“Allora siamo davvero a questo punto”.
“Peggio di così non potrebbe andare”, rispose Adam, “sono chiusi tutti i teatri e quasi tutti i negozi e le trattorie e tutto il giorno le strade sono state piene di funerali, e tutta notte di ambulanze”.
Cronache dalla pandemia. 2 “Sospiro di sollievo: si esce di casa”, tratta da “Quaderno. Peste, guerra e carestia nell’Italia del Seicento” di Giovanni Baldinucci, riportata in “Racconti Contagiosi” di Siegmund Ginzberg: “Di poi che fu proibito il non uscire delle case ò non stare fuori di casa doppo la campana del Bargello, cche comincia a sonare doppo l’una hora di notte, si è vista grandissimo miglioramento che, per grazia di dio, sono per la città in tutto circha quattro malati il giorno (…). Adì 14 di agosto 1633. Per gratia di Dio benedetto possiamo dire che la peste sia finita, essendo stato da 15 giorni che non ci è stato che 4 malati di contagio, che piaccia a Sua Divina Maestà (che ne) restiamo liberi affatto, acciò si apra li passi di potere mandare fuori mercantie e riceverne (…).

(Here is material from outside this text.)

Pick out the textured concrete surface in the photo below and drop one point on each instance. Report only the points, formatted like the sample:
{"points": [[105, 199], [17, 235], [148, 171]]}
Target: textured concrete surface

Cronache dalla pandemia. 3 “Se mancano o non ci azzeccano i medici”, tratta dalla lettera del 2 di ottobre dell’anno 1831 di Giuseppe Gioachino Belli all’amica Vincenza Perozzi, riportata in “Racconti Contagiosi” di Siegmund Ginzberg: Però è paro che relativamente al bonnet (cuffietta, copricapo femminile) io avrei potuto introdurlo nel bauletto tra gli altri oggetti che mi piace udir giunti in vostre mani, dove vi fosse stato il tempo sufficiente per ordinarne ed aspettarne la fattura. Così la poteva andare allora: oggi la vita va tutt’altrimenti dapoiché il sarto bonettaro che deve farlo è malato egli con altre dieci persone che lavorano con lui. Non vi meravigliate di questo fenomeno che deve certo uscire nuovo a chi ignori la influenza e chiamiamola pure epidemia della quale va Roma attualmente travagliata. Non vi dirò una iperbole allorché vi assicurerò che degli abitanti di questa città i due terzi se non pure i tre quarti sono Infermi di una malattia che qui si accoglie sotto il nome di Grippe, abbenché a me non paia una signora. (…).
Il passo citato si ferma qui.